Brunello di Montalcino
This classification only permits to use Sangiovese. Alternatively known as Sangiovese Grosso or Brunello, the variety is larger in size, more thick-skinned and more tannic than the Sangiovese used in Chianti. Many believe the slight differences let Brunello di Montalcino have greater aging potential than other Sangiovese-based wines. The traditional winemaking method of Brunello di Montalcino takes a long aging time in vats, usually in Slovenian oaks. It results in tannic, full-bodied and oaky wines. In contrast to “traditionalists”, there are a plenty of “modernists”, making fruitier and more easy-drinking wines. They use small French barrels require less aging time, allowing consumers to drink the wine earlier.
此產區只准許使用Sangiovese。區內葡萄又名Sangiovese Grosso或者Brunello，比Chianti所用的Sangiovese體積較大，皮厚及擁有更多單寧。有人相信這些少量的差別令Brunello di Montalcino比其他同樣Sangiovese為主的酒有更多陳年能力。釀造傳統Brunello di Montalcino需要長時間在大木桶陳年，尤其是斯洛文尼亞大木桶。製成品通常單寧強勁，酒體飽滿及重木桶味。除了傳統派別，當代派提倡使用法國小木桶，希望縮短陳年時間讓消費者早些享用充滿果味及容易入口的佳釀。
Vernaccia di San Gimignano
This is the only white wine region that attains DOCG status within Tuscany. Long before the promotion to DOCG, it was one of the very first wines classified as DOC. The name comes from the major grape, Vernaccia and the beautiful old town San Gimignano. The wines are often golden in colour, dry and crispy. The nose is characterized by the floral notes, followed by ripe citrus fruits and hay.
Vernaccia di San Gimignano是唯一達到DOCG級別的托斯卡納白酒產區。遠早於升級到DOCG之前，它是被最早定義為DOC的產區之一。它的名字取自葡萄Vernaccia及異常美麗的古城San Gimignano。此區的酒是金色為主，入口乾爽，香氣充滿花香，成熟的柑橘果味及稻草。

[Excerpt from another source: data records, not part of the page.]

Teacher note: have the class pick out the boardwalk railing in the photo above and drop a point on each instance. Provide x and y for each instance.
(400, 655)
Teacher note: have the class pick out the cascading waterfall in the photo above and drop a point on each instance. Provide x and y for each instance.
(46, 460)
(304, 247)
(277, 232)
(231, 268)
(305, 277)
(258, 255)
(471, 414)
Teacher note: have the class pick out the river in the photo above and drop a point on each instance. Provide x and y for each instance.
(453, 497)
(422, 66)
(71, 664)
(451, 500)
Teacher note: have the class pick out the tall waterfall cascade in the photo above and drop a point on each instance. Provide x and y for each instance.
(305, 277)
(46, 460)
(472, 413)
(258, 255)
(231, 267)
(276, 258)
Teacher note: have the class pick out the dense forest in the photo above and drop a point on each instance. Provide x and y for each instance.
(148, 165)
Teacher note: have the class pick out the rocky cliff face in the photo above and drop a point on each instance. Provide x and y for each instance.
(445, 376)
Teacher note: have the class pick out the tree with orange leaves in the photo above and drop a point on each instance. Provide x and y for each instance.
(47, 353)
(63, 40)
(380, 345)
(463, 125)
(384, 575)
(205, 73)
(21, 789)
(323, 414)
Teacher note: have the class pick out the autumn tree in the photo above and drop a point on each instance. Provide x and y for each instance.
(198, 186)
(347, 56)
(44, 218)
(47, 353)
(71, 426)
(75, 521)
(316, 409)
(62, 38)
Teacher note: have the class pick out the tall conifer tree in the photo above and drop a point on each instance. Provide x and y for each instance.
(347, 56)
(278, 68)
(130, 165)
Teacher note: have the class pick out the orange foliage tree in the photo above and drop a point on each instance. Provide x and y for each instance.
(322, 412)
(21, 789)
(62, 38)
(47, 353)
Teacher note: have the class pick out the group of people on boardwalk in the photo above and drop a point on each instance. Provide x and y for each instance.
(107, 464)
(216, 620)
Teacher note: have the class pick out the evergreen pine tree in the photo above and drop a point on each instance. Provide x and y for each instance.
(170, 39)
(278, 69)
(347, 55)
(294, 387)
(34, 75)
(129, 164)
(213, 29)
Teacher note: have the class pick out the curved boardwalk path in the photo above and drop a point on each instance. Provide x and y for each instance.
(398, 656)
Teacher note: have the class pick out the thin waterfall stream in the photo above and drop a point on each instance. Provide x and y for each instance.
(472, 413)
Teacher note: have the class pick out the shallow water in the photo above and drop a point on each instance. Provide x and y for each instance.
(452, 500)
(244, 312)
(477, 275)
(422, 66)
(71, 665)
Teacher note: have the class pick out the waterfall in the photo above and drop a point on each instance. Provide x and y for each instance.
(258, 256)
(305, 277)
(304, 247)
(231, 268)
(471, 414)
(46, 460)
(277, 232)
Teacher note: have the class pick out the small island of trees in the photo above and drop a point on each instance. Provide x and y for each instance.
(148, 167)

Vin Santo is surely reminiscent of the amber and medium-bodied sweet wine that gives honey and creamy aroma you tasted last time. Without a doubt, it has long been renowned for the skillful winemaking of dessert wines in an array of styles. As a matter of fact, the sweetness level can be from bone dry, almost like Fino Sherry, to botrytized wines in Sauternes of France and Mosel of Germany. Typical white grape varieties incorporate Trebbiano and Malvasia while Sangiovese may be used to make rose wines.

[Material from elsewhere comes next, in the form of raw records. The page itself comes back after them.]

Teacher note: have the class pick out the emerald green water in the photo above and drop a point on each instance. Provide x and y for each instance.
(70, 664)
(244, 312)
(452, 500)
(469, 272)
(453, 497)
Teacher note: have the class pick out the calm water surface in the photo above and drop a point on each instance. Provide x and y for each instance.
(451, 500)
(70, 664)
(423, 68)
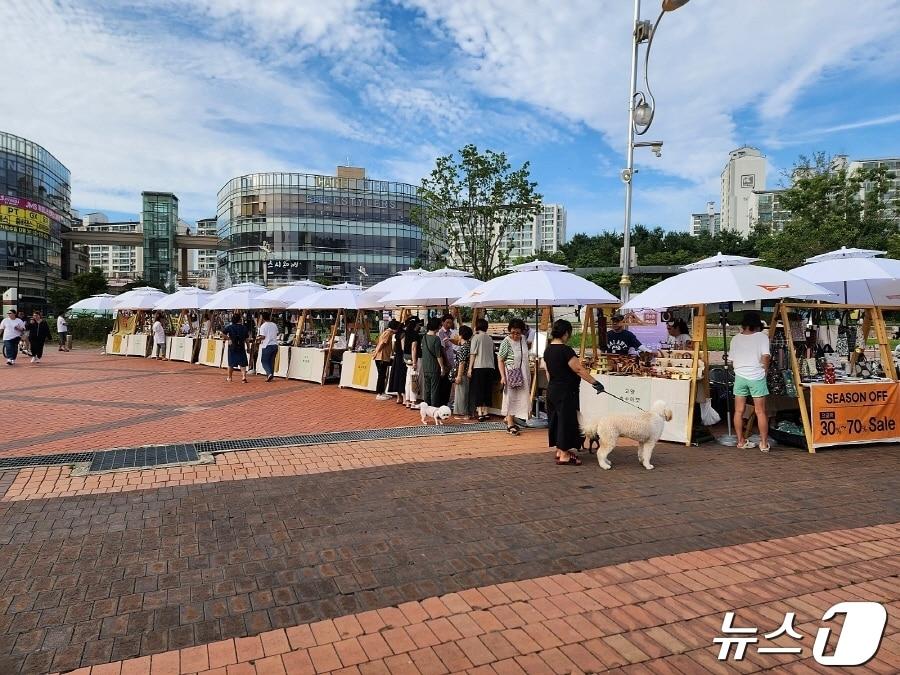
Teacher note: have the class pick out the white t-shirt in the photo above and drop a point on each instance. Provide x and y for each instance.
(269, 333)
(12, 328)
(746, 352)
(159, 333)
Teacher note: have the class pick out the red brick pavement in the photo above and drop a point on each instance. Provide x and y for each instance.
(654, 616)
(82, 401)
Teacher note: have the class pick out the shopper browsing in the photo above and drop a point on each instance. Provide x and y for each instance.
(750, 357)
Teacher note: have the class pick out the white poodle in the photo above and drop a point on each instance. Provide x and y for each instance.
(645, 428)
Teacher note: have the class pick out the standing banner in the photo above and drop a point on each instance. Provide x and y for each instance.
(843, 414)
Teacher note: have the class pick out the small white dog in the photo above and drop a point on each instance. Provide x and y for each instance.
(437, 414)
(645, 428)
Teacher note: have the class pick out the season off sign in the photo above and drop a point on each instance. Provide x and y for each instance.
(855, 413)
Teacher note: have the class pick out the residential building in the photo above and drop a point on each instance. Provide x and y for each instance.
(35, 204)
(159, 221)
(289, 226)
(892, 164)
(706, 222)
(767, 211)
(744, 173)
(120, 264)
(543, 235)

Vin Santo不禁令人想起琥珀色，中度酒體，帶有蜜糖和奶油味道的甜酒。無可否認的是它以造不同風格的甜酒聞名，但很多人不知道的是酒的甜度亦大有不同，從乾身如Fino Sherry，到如產自法國Sauternes及德國Mosel的貴腐酒也有。區內常見白葡萄有Trebbiano和Malvasia，而Sangiovese亦被用作造粉紅酒。
The use of international grapes in some of the wineries give rise to Super Tuscans, showing the world Italians can also produce excellent wines from non-local varieties. Originally winemakers in Tuscany could only produce wines from local grapes. Mario Incisa della Rocchetta, owner of Tenuta San Guido in Bolgheri, planted Cabernet Sauvignon in his winery to produce Sassicaia. It was a privately consumed wine until being released in 1971 commercially. The excellent quality of the wine shocked the industry as the wine was not made by local grapes, attracting a cult following. The boom urged the authority to create a less restrictive IGT Toscana designation in 1992 and the exclusive Bolgheri Sassicaia DOC in 1994. Italian winemakers then have more opportunities to explore the potential of Tuscany to strive for a perfect cuvee.
超級托斯卡納隨著酒莊使用外國葡萄而冒起，向世界展示意大利人能用非本地葡萄釀造超凡葡萄酒。原本托斯卡納的釀酒師只能使用本土葡萄，但Tenuta San Guido莊主Mario Incisa della Rocchetta決定於Bolgheri的酒莊種植Cabernet Sauvignon去釀造Sassicaia。Sassicaia本來只供私人飲用直至1971年正式推出，它的超卓質素震撼整個業界，讓眾多飲家了解到出色的意大利酒不一定要用意大利葡萄，吸引了一班支持者。超級托斯卡納的熱潮迫使當局於1992年建立較少限制的IGT Toscana及於1994年建立特有的Bolgheri Sassicaia DOC分級，及後意大利釀酒師就有更多機會去探索托斯卡納的潛能及追求完美的佳釀。